There were poetry readings and parties. These were the good times : Nina was courted and fêted. Her admirers – Coppée, Villers de l’Isle-Adam, Verlaine, Anatole France and especially Charles Cros, with whom she had a tempestuous affair lasting ten years – celebrated her just as much as the artists. The room dedicated to the Cros brothers presents polychrome waxworks of Henry and Charles’ experiments in colour photography. Many of their innovative ideas were inspired by Nina and her friends.
Then the war with Prussia, followed by the Commune, brought about an abrupt change in the young woman’s life. Having welcomed republicans involved in the Commune into her salon, Nina went into exile in Geneva to escape the consequent repression. Returning to Paris in the spring of 1873, she started up her soirées again a year later, but circumstances had changed: now she lived in a modest house in a suburb near the Clichy Gate.
The former Parnassians who were now making a name for themselves (Coppée, Anatole France, Heredia, etc) snubbed the salon. A few still unknown faithful friends remained,: Villiers de l’Isle-Adam, Chabrier, Léon Dierx and Charles Cros, her loyal companion.
New faces appeared: poets and young painters of an intermediate generation, finding their way: these included Forain, Franc Lamy, Georges Lorin, Richepin, Rollinat, Goudeau, Germain Nouveau.

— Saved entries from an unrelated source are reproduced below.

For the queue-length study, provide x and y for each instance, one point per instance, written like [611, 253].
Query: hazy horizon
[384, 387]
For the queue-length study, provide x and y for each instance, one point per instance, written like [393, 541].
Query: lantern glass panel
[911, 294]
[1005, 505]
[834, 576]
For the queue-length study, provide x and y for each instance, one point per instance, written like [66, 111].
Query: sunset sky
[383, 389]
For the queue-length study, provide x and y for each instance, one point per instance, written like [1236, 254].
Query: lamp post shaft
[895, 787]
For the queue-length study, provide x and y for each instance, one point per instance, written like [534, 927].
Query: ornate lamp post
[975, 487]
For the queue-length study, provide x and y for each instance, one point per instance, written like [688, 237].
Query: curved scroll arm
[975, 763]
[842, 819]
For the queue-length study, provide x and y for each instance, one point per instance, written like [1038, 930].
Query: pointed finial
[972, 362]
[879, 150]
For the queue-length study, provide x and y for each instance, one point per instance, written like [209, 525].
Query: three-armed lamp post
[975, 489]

The salon of Nina De Villard, her mother’s maiden name that she adopted, was now regarded with suspicion, and she lost her social standing, and moved deliberately away to the fringes of good society.
However, this second period turned out to be fruitful: it was in this melting pot that the idea of parody was developed in the collective anthology Dixains réalistes to which she contributed, and from this the circle known as The Hydropaths was born, a precursor of the Chat Noir, a vital link in the development of Symbolism.
The nervous tension of late nights, as well as excessive alcohol, took its toll on Nina de Villard’s mental health. The end of her relationship with Charles Cros in 1877 contributed to the final breakdown. She had long considered her life over when she died at forty-one, in the same year that Manet’s portrait of her was revealed to the public.